Questo è stato il suo ultimo grande impegno come direttrice del Museo e ora è già in pensione. In una recente intervista, ha definito il suo “un lavoro da sogno”. Lo è stato davvero per lei? Qual è stata la sua sfida più difficile?

Alcune delle installazioni che compongono la mostra. Foto: Anna Cugini
“Si credo davvero sia stato un lavoro da sogno. O meglio un lavoro fatto apposta per me. L’arte e la cultura sono, da sempre, le mie grandi passioni. Oserei dire il mio primo amore, però ho anche conseguito una laurea in materie politico-amministrative. Quindi posso dire che il più grande successo sia stato quello di creare un’istituzione culturale all’interno di un ente governativo. Qualcosa, insomma, ritagliato su misura”.
Lei pensa che oggi New York possa ancora definirsi un centro urbano all’avanguardia , in riferimento al trasporto pubblico,?
“Sì, credo ancora che il trasporto pubblico sia il cuore pulsante della città. Nulla funzionerebbe allo stesso modo a New York se non fosse per questo incredibile groviglio di infrastrutture. I drammi che sono stati proposti in questa mostra ne sono la dimostrazione chiara. Interi quartieri completamente isolati, milioni di persone che non potevano non andare a lavorare, a scuola, all’ospedale. New York è la città che non dorme mai, forse anche grazie ad un servizio attivo 24 ore su 24, quasi l’unico al mondo. E questo è un centro all’avanguardia, no?”.
I newyorchesi spesso si lamentano della subway, per il costo elevato, per le scarse infrastrutture dedicate a disabili, ad anziani o a madri con bambini. Che cosa ne pensa lei? Quali sono i maggiori problemi del trasporto pubblico di New York?
Alcune delle installazioni che compongono la mostra “Bringing Back the City”. Foto: Anna Cugini
“Sì, è vero, gli utenti spesso tendono a lamentarsi della metropolitana. È una rete di infrastrutture vecchia ed enorme quindi, naturalmente, ci sono cose di cui lamentarsi. Il New York Transit Museum cerca proprio di spiegare quanto sia complicato questo sistema, quanto sia complicata la manutenzione e il rinnovamento stesso, in modo che la gente possa meglio comprendere come funziona e così, di conseguenza, capire perché sussistono quei disservizi di cui spesso ci si lamenta”.

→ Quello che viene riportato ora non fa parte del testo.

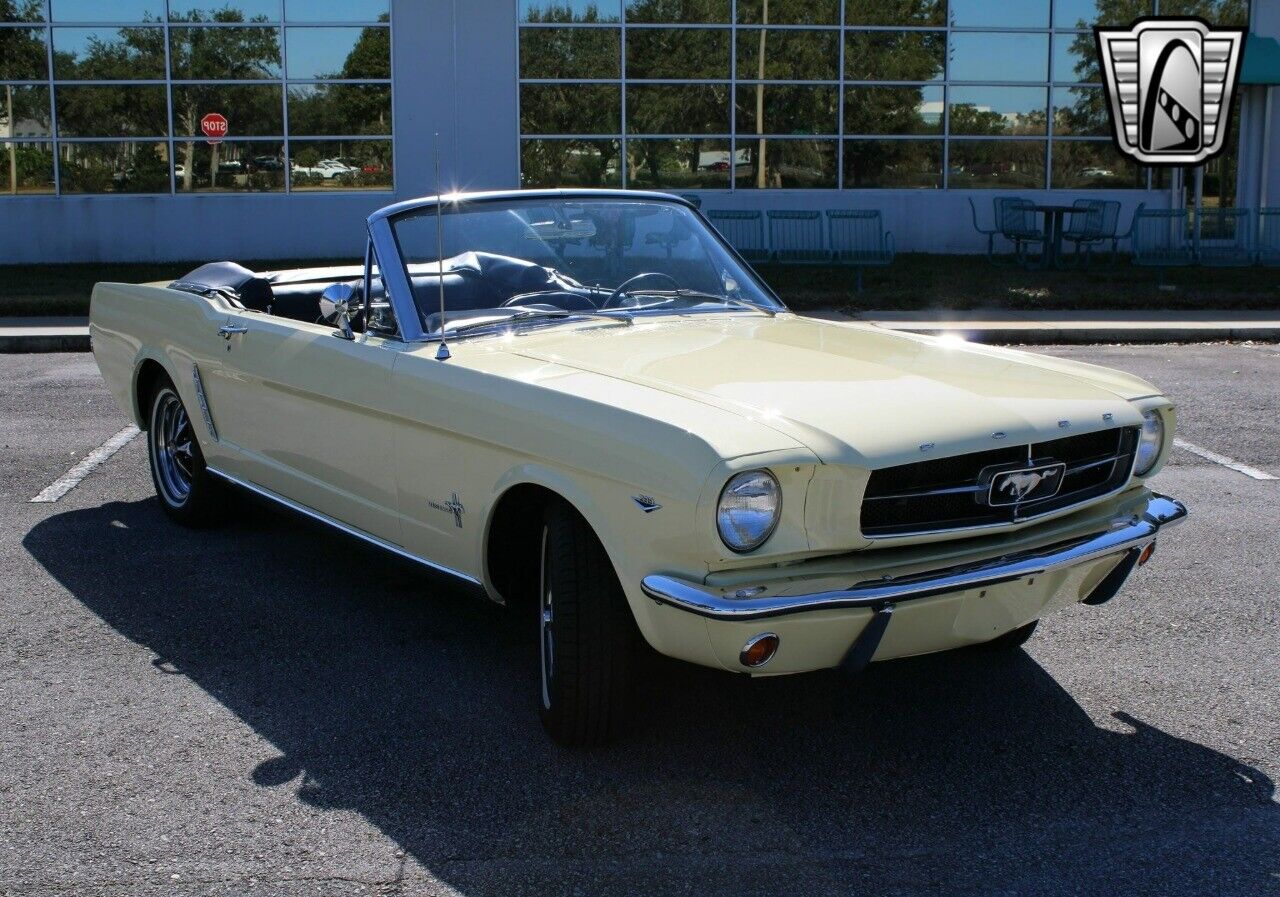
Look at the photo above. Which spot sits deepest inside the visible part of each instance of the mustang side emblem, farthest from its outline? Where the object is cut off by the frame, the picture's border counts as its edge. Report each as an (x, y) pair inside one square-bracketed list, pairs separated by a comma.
[(1018, 485), (452, 507), (647, 503)]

Crede che preservare una sorta di memoria storica che riguardi la New York Public Transportation sia importante anche per le future generazioni?
“Direi di sì. Questa è una storia affascinante, i cui protagonisti sono stati pionieri nel costruire una rete di viabilità che ha reso possibili nuovi commerci, nuovi scambi, nuove connessioni tra le persone, che le ha rese più vicine sebbene lontane negli spazi. Che forse ha reso New York quella città che noi conosciamo oggi e di cui i giovani beneficiano”.